1. Their recipe may leave out your best ingredients
In a recent podcast episode of The Tropical MBA, Dan Norris of WP Curve was a guest and talks about how he spent a year trying to built his SaaS company. It got to the point where he needed to make money and launched WP Curve. He mentioned how he picked something he was already skilled in and had experience with (wordpress support and fixes) and went all in.
About 2 years later, WP Curve now does almost $60k per month and employs around 28 people.
Dan could have gone on trying to build a SaaS company following someone else’s script. When he leveraged his skills to start the next company he was able to gain traction much faster. Within 7 days actually.
If you follow someone else’s recipe you may be leaving out a few of your skills and strengths that could propel you forward.
It could be years down the road, you’ve followed the recipe exactly, yet something may still not feel right.
The recipe you’re following was created by someone different than you, leaving out the most powerful ingredient—you.
2. Their recipe works in their restaurant, for their customers.
Let’s stick with the WP Curve example for a minute.
WP Curve offers 24/7 WordPress support which includes unlimited 30 minute projects to make your site faster, more secure etc.
If Dan and Alex followed the SaaS business recipe, they may have spent months trying to build software that powered their business.
Instead, they delivered the support themselves (answering tickets at all hours of the night) and slowly grew a support team to deliver the service uninterrupted.
Yes, they use various softwares to facilitate and execute their top notch service, but there are people behind the scenes getting the work done.

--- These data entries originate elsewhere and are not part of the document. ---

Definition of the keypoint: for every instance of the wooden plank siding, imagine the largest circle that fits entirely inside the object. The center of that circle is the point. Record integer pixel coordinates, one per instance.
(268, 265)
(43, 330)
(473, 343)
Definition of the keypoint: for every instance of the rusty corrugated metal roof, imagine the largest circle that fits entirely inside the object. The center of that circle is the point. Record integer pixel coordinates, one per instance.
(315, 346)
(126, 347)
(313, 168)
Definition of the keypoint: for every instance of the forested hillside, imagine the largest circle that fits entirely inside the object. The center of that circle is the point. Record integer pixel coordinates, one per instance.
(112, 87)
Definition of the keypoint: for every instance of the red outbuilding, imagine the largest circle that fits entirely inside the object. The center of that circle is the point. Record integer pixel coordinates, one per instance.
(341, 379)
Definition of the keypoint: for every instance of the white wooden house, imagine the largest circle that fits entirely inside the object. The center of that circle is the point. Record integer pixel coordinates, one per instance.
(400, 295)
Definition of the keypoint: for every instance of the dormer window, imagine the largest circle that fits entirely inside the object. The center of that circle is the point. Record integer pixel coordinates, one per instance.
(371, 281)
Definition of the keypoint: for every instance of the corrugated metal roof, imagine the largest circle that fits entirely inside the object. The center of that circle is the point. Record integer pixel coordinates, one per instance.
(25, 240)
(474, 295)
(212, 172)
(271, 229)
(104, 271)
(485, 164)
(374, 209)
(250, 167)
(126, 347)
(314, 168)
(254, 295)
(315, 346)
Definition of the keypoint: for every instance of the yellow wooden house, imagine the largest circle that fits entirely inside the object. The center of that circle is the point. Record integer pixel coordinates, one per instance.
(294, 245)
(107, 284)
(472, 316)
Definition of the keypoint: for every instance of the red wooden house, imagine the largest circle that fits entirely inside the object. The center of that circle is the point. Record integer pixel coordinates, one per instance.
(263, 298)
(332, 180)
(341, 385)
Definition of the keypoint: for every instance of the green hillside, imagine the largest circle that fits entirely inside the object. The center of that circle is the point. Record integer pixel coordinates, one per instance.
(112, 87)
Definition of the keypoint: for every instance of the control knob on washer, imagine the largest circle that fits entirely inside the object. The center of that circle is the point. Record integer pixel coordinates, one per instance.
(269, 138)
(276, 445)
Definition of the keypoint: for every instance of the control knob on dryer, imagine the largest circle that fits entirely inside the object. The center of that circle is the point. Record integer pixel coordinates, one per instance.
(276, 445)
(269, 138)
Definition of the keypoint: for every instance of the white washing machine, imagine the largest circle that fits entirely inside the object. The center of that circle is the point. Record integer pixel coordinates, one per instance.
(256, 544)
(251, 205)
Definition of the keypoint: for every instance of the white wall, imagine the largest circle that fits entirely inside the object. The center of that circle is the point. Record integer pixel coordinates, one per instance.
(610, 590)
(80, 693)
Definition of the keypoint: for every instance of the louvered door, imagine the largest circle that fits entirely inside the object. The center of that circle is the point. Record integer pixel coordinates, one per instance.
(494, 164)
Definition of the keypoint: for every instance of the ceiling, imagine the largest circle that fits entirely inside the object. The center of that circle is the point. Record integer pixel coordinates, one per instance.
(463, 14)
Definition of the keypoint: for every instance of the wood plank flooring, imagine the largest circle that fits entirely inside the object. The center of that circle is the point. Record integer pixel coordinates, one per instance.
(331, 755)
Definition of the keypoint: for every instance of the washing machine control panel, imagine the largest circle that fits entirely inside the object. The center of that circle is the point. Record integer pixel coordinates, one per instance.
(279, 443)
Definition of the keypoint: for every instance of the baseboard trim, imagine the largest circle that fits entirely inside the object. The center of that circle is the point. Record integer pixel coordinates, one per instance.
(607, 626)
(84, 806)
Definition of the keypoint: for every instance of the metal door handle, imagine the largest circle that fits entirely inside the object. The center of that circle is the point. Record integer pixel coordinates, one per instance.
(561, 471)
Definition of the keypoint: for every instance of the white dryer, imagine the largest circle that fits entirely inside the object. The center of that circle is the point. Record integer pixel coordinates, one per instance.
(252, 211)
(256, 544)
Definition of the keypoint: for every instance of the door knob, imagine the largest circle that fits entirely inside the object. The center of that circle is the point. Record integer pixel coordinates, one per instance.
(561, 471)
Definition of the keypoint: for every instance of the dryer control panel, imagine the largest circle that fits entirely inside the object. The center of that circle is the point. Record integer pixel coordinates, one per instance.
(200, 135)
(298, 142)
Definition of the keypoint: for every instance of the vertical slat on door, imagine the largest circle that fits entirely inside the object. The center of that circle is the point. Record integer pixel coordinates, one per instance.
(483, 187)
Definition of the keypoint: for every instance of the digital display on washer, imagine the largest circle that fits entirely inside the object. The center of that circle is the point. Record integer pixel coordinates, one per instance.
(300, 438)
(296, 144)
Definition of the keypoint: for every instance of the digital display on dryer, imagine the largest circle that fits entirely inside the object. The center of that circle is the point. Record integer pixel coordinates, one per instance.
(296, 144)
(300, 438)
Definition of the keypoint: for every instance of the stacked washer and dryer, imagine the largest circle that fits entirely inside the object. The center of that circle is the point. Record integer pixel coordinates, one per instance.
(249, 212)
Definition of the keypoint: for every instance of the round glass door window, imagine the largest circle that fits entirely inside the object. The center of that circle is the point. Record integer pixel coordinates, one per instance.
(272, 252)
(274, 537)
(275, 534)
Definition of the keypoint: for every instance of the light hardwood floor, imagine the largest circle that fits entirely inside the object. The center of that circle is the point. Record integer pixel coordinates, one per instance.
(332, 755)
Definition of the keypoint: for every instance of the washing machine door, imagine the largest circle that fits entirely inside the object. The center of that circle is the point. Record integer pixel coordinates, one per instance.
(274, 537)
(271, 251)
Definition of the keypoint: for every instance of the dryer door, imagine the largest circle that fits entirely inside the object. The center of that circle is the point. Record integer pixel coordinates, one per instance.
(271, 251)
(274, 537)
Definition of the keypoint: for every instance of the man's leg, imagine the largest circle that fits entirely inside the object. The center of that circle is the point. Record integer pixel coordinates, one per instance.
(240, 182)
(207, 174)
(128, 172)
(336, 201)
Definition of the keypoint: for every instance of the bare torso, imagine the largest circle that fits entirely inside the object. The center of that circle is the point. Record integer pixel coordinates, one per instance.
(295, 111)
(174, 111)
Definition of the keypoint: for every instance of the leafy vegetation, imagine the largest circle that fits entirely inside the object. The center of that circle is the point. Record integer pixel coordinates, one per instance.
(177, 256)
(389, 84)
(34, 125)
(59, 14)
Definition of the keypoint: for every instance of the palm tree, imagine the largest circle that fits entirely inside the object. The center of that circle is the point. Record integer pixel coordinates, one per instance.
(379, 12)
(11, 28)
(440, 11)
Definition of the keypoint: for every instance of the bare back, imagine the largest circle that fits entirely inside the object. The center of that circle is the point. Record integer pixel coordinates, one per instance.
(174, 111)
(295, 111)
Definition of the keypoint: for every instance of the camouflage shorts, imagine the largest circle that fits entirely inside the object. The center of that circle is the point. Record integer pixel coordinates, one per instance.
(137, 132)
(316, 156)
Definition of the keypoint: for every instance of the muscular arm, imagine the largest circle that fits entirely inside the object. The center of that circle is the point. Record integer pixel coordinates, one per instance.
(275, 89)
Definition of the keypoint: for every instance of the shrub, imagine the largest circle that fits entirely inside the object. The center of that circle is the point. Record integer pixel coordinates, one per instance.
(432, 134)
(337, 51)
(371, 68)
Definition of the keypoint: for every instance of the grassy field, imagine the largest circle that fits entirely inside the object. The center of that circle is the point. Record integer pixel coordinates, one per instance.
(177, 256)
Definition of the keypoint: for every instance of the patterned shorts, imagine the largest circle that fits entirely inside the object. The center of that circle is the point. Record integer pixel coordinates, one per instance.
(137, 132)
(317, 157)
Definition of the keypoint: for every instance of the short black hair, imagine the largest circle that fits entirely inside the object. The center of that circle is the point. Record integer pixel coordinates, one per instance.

Similar to WP Curve, I realized that one of my strengths is helping execute mobile marketing campaigns that drive repeat visits and get customers to spend more money, more frequently.
Mobile marketing (for me and others) seems to be best served as a service vs informational training…right now.
By sticking with this simple service model (and productizing) it, I’ve got Mobile Marketing Engine to $2k in monthly recurring revenue in just 2 months, which has been way easier to monetize than trying to create and sell mobile information to my current audience.
The audience you’re trying to serve may not receive the full benefits of your offering if you’re following someone else’s recipe.
Remember, their recipe was for their customers. Find the recipe that works best for your customers.
3. Their Recipe May Limit Your Results
Back to the taco’s.
Heck, any food recipe we follow.
By following someone else’s recipe, the result is pretty much dictated to us.
“Follow this, get that”.
What if I’m capable of more than “that”?
….”Sorry, that recipe doesn’t deliver more”.
One thing I’ve noticed in the last 2.5 years is that many of the successful online entrepreneurs out there don’t consume much content (sometimes none) from other people in the online space.
We all know it’s distracting yet we many of us do it. I’ve been guilty of this but have done a much better job by unsubscribing to 90% of the newsletters I was subscribed to.
The more we consume from others, the more we’re likely to follow someone else’s recipe.
The whole point here is that the way others build a a business and life they love may not be the best way for you.
It’s nice to have a recipe to feel safe and warm and believe that we’re on the right path, but the only person that knows if you’re’ on the right path is you.
Are you too busy someone’s online business recipe or are you making your own?